Похождения полковника Скрыбочкина - страница 6
До сих пор Тормоз шарахался, как от чумы и холеры вместе взятых, от любого завалящего зеркала – но сейчас его потянуло приблизиться к притаившемуся в коридоре трюмо: он долго вертел головой, разглядывая на трёх засиженных мухами льдистых поверхностях свои отражения с видом упорного путешественника-следопыта, отыскавшего наконец старинных друзей, которых окружающие считали давным-давно рассосавшимися в зыбучей воронке времени. Полузабытые друзья тоже разглядывали его из расположенных под углом друг к другу зеркал ветхого бабкиного трюмо. Они приветливо скалились, беззвучно шевеля губами, и Тормоз из этого ритмично повторявшегося шевеления вывел нескончаемую, словно пожирающая свой хвост змея, простую и единственно правильную фразу: «Всё-можно-всё-можно-всё-можно…»
Удовлетворённый таким результатом, он прошагал обратно в комнату. Поочерёдно присел на все три имевшиеся там мягких стула – впрочем, задержался на каждом не долее нескольких мгновений. Потом аккуратно перелистал телефонный справочник с сосредоточенным лицом следственного работника, пытающегося после долгой потери памяти опознать знакомые буквы… собрал вещи, которые счёл необходимыми, в большую хозяйственную сумку… переоделся в свою лучшую одежду: синие тренировочные брюки с надписью «Adidas», украденные в прошлом году с верёвки в офицерском общежитии, и пушистую жёлтую толстовку с коричневыми рогатыми жуками на плечах, подаренную Тормозу сердобольной пожилой продавщицей магазина секонд-хенд. В качестве обуви, правда, оставил себе прежние вьетнамки – не по причине удобства, а из-за отсутствия инакомыслимых вариантов.
Больше ему было нечего делать дома.
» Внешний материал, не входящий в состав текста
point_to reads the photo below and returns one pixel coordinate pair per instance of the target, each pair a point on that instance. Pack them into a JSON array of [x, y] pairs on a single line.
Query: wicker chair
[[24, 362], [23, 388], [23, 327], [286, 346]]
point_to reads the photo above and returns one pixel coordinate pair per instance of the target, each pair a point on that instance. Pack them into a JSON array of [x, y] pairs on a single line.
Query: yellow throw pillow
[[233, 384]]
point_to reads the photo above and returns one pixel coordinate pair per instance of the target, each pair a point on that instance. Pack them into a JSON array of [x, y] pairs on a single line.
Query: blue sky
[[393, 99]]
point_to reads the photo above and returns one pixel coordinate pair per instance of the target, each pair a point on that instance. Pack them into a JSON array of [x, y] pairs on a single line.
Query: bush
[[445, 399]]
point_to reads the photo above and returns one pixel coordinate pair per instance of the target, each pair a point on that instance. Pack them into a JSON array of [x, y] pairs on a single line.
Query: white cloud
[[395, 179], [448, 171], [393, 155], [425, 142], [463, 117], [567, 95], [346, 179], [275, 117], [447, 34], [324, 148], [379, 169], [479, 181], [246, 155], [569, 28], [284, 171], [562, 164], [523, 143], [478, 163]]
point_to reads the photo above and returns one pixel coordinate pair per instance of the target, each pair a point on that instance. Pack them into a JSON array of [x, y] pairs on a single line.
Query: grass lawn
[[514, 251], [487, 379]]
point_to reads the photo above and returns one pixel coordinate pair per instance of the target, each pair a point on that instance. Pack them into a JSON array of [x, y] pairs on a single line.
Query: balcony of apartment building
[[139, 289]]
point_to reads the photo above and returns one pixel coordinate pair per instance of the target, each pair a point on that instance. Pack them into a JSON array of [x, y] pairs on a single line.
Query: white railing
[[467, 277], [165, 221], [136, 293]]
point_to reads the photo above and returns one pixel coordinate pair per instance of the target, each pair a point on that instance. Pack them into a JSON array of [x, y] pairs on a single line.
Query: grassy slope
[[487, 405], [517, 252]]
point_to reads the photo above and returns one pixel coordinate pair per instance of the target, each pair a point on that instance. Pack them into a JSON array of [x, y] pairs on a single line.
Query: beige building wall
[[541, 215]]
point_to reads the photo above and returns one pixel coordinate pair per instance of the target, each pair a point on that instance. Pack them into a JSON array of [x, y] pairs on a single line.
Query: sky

Висевшая под потолком стоваттная лампочка без абажура освещала ненужное место, утратившее силу притяжения – если не навсегда, то как минимум на ближайшее время, требовавшее новых мест для обновлённых мыслей и правильных действий.
Тормоз считал себя готовым к дальнейшему. И, машинальным движением прихлопнув комара на стене, он вышел из комнаты в коридор. А оттуда – на лестничную площадку, торопливо закрыв за собой дверь, дабы не выпустить наружу запах гари и скрип старого паркета.
***
Тормоз не сомневался, что отныне у него всё будет по-другому. Намного проще и равноправнее, нежели вчера, позавчера и в остальные бесполезно миновавшие дни.
На улице ему в лицо переменчиво задышал бесприветный ветер, густой и тёмный от подхваченных где ни попадя чужих соображений. Он принялся было высасывать влагу из глаз Тормоза, точно стремясь уверенным темпом вогнать неустанного человека в куриную слепоту. Однако никакая стихия теперь не представлялась Тормозу достаточной для страха и неустройства, не говоря уже о более категорических последствиях. Оттого, с непокорной решимостью раздув ноздри, он склонил голову навстречу беспокойному воздуху и направился вперёд, поторапливая себя строгим голосом:
– Ыду! На-а-ада! Ыду-у-у!
Он опасался, как бы по дороге не умереть от жажды немедленных действий и в окончательно бездумном состоянии не позабыть, куда и зачем ему надо двигаться.
Однако вскоре и это – последнее – опасение пропало: Тормоз понял, что не позабудет о важном даже в отсутствующем образе. Тогда он сбавил темп и зашагал спокойнее, ощущая на лице тысячи несбывшихся поцелуев отца и матери, процеживая сквозь умственную ткань разрозненные мазки звуков и очертаний всего подряд, приветственно взмахивая рукой перед лицами встречных пенсионеров и автомобилей и понимая каждый луч спрятавшегося за домами солнца как путеводную нить своего настоящего путешествия с прозрачной и близкой целью.